The show ended with a brand-new song that Geldof wrote just for the occasion. Appropriately enough, it’s called “The Boomtown Rats.” The throbbing, surprisingly danceable song is, as the title suggests, about the band itself, with lyrics like “I’m going to Boomtown/I’m going back … What’s happened here in Boomtown?/It’s those rats/Those rats/Those dirty, dirty rats!”

Seven years later, Geldof still vibrates with excitement when reliving the moment. “I was Muhammad Ali standing over Sonny Liston going, ‘What’s my name? What’s my name?’” he says. “I had 100,000 people chanting ‘The Boomtown Rats!’”

The triumphant moment planted the seed for the band’s upcoming album, Citizens of Boomtown, which arrives on March 13th. The 10-track LP has the classic Rats sound, though with many modern twists. Briquette produced it, and the band started to record it at his house in the London neighborhood of Acton. “We essentially sat in a child’s bedroom,” says Geldof. “I feel much freer in a room like that than if there’s a fucking 24-track and engineers.”

Some songs were sketched out before work began, while others are created largely on the spot. For example, “Monster Monkeys” began when the words “Hey, Mr. Mojo with your moptop hair … monster monsoon monkeys are sucking out my brain” came out of Geldof’s mouth while the group was playing around with a “Sympathy for the Devil”–like groove. “When your subconscious is in a panic, it vomits phrases and images that don’t seem to work,” says Geldof. “Your fore-conscious grabs them because your mouth has to say something and the next minute your tongue and lips move and blurts it out.”

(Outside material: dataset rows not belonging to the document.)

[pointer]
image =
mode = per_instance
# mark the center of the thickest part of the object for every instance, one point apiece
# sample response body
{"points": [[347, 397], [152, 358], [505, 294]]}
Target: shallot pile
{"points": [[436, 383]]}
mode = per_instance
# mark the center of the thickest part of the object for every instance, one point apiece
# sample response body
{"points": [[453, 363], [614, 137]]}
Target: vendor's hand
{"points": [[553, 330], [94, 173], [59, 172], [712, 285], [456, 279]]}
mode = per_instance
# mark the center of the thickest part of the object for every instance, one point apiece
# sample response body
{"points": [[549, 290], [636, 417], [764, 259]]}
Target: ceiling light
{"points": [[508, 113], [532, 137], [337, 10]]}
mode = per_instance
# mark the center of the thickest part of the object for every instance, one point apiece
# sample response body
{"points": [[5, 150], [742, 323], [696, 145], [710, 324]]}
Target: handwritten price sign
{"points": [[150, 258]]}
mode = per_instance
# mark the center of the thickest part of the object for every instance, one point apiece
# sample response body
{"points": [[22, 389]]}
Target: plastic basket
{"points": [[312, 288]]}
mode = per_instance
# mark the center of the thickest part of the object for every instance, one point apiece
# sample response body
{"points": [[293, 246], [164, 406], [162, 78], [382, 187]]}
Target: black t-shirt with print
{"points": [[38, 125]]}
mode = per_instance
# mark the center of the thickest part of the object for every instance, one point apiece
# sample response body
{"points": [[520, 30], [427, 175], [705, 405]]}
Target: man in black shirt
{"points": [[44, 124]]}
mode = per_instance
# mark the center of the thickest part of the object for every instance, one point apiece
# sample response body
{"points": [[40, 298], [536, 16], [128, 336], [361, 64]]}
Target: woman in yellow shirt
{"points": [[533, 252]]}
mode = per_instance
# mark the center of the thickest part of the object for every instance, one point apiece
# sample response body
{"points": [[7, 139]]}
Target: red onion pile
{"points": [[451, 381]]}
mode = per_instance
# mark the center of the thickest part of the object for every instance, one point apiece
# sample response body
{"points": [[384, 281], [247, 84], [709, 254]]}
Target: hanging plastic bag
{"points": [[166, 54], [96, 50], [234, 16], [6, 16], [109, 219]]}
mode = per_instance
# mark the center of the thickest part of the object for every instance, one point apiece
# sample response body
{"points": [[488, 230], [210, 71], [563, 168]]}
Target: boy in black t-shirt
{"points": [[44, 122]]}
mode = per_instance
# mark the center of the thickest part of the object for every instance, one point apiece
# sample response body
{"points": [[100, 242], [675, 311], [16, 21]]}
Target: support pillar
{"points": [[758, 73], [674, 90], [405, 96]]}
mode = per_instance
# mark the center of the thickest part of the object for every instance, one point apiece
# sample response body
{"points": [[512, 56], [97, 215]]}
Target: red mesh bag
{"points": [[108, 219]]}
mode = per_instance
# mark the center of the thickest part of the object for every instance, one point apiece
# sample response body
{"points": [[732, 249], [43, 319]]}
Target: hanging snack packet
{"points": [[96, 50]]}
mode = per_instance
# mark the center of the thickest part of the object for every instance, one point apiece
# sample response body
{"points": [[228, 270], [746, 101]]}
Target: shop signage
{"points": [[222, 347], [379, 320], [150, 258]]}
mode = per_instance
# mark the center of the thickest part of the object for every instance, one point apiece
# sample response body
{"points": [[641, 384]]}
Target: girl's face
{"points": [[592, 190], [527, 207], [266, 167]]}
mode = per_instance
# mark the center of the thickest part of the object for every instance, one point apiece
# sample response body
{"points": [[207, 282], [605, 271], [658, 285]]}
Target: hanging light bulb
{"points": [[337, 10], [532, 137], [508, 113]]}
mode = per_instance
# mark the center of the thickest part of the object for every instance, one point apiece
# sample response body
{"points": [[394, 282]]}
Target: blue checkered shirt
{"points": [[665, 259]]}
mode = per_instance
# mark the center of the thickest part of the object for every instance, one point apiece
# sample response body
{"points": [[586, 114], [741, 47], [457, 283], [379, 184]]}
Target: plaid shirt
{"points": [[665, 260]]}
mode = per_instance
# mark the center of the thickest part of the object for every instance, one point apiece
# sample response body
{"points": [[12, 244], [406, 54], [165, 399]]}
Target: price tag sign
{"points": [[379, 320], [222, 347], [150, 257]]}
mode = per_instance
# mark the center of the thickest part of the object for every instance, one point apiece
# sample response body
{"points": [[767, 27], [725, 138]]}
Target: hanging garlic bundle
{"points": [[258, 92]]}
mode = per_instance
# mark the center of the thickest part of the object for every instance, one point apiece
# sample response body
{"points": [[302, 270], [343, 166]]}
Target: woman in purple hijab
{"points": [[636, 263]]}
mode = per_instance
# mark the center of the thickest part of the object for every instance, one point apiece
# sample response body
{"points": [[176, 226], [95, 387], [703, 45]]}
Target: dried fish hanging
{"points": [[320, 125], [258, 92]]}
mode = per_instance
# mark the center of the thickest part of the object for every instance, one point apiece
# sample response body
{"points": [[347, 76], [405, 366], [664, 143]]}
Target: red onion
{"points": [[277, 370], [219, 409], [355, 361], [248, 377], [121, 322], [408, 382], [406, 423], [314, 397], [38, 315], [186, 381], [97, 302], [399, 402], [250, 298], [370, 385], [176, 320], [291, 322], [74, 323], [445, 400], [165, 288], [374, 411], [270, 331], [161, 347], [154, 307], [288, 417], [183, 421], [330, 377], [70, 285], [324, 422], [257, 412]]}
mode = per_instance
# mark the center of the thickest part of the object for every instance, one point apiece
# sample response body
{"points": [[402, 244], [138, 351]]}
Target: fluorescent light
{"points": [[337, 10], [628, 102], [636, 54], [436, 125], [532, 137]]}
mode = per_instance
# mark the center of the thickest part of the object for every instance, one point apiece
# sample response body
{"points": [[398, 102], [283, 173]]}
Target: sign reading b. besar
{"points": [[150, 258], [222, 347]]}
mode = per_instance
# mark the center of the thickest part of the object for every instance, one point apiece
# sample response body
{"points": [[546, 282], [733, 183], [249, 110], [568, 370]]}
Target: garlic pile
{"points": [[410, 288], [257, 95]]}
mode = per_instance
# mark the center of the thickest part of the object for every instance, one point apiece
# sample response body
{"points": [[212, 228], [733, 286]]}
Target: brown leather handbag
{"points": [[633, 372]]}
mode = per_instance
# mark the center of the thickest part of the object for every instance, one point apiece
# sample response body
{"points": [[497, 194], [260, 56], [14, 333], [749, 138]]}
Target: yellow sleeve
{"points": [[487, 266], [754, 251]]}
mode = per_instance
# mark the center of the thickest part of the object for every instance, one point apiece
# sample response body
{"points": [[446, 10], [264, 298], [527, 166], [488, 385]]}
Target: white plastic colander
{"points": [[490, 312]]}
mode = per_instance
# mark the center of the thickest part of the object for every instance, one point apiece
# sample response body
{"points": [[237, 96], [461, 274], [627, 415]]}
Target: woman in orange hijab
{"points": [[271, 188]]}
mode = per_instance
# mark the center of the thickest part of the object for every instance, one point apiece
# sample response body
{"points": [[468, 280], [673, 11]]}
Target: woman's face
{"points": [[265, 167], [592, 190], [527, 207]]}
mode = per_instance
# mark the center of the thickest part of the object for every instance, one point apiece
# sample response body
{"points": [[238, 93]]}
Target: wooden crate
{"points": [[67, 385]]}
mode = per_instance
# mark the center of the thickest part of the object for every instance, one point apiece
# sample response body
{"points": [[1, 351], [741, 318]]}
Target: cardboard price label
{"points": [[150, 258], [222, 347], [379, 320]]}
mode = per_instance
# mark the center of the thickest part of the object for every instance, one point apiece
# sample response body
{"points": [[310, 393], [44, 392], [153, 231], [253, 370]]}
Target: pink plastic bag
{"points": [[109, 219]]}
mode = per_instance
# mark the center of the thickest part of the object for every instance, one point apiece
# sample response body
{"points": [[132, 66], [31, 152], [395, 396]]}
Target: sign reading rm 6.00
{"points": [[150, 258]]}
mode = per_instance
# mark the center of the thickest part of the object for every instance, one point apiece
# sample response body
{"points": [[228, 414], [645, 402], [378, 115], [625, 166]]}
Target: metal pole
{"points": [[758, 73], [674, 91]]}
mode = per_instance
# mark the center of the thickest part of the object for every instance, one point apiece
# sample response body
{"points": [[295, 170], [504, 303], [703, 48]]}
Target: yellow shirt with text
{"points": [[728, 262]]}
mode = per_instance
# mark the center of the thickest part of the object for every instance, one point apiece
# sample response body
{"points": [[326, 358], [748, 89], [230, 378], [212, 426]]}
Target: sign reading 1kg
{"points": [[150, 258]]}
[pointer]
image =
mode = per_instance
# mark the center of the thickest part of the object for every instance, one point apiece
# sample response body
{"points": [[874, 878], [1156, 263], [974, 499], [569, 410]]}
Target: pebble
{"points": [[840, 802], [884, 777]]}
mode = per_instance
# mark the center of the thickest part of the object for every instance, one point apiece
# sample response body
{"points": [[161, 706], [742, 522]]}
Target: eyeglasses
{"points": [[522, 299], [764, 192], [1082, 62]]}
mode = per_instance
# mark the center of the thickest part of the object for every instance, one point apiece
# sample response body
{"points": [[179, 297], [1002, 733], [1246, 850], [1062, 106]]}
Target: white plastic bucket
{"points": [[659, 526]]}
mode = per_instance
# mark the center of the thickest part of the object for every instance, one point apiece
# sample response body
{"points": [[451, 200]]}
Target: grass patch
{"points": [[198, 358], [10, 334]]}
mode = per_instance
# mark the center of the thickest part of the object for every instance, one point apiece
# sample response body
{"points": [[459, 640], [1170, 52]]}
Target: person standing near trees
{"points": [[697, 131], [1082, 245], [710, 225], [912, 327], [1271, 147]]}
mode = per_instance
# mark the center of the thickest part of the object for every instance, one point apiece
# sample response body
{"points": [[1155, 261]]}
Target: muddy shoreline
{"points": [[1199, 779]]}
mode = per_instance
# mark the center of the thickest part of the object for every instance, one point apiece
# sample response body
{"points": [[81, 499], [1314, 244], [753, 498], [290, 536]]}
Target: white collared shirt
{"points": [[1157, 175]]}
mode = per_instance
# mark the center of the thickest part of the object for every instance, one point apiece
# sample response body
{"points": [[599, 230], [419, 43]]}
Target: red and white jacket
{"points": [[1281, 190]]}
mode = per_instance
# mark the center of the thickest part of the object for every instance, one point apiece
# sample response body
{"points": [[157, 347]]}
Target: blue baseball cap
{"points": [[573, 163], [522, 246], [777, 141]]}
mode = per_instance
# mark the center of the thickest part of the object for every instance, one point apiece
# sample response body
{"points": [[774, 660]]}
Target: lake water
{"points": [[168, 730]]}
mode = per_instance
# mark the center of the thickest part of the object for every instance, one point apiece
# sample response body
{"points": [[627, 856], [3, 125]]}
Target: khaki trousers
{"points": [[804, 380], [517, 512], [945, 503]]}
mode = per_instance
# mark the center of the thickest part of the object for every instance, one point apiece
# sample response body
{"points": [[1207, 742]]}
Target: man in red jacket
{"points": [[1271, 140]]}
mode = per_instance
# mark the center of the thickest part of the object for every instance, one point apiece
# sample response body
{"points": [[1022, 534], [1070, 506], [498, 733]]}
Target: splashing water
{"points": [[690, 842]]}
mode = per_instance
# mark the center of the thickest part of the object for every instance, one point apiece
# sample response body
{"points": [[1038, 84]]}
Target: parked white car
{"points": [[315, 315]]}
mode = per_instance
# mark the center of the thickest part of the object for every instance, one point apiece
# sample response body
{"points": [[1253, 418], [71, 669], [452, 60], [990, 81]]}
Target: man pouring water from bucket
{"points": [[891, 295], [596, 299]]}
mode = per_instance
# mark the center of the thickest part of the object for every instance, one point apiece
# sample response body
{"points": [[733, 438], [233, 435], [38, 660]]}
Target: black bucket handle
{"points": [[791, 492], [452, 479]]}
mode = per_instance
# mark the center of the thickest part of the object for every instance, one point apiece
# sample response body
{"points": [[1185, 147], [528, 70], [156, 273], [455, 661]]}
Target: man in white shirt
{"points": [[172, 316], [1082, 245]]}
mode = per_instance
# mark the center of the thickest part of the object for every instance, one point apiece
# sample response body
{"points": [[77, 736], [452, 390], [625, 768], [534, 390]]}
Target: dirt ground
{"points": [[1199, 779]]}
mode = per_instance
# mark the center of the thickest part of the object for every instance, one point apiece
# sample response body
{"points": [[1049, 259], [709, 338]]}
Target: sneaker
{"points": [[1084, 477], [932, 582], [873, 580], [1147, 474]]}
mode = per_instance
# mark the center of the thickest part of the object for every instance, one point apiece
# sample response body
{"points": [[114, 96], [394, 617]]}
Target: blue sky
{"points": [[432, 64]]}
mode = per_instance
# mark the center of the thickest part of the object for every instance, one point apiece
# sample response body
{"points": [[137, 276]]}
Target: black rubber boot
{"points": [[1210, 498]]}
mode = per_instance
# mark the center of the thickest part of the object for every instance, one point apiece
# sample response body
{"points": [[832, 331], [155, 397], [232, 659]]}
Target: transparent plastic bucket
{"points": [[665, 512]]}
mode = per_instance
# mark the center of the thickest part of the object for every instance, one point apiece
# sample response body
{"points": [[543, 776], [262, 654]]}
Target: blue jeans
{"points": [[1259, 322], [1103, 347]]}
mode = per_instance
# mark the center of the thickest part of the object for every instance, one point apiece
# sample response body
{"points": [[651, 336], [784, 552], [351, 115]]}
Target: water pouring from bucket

The sessions eventually moved to a studio near Gatwick Airport. They worked on more songs than they could fit in a single album, but Geldof was determined to limit them to just 10. “The art of the album is gone, but I’m old school,” he says. “I think an album is 10 songs. It’s like an art exhibition. They are the ones that best suit where I’m at today even though the painter will have made 50. It’s a single idea, and in our case it’s a single sound.”

The group is going to promote the album with a European tour shortly after the release. “We made this album for 2020,” says Geldof. “But I have doubt if anyone who loves Billie Eilish is going to want to come see us. What do we have of interest to see to those people? I would like to play festivals because I’d take on anyone and it’s a huge crowd. Maybe people will walk away and go, ‘Fuck, did you check out this band?’ That’s what I want.”

There are no plans, at least at the moment, to bring the group to America. They’ve never had a big following here, and all the big offers are from Europe, though an upcoming documentary might finally widen their appeal. Once the shows wind down, though, Geldof has no clue what’s happening next. “We’re all 965 years old,” he says. “We probably only have 18 months fucking left! The finishing lane is very clear at this point. But I do really want to play these songs live because that’s when songs are truly completed. That’s the final closing of the loop.”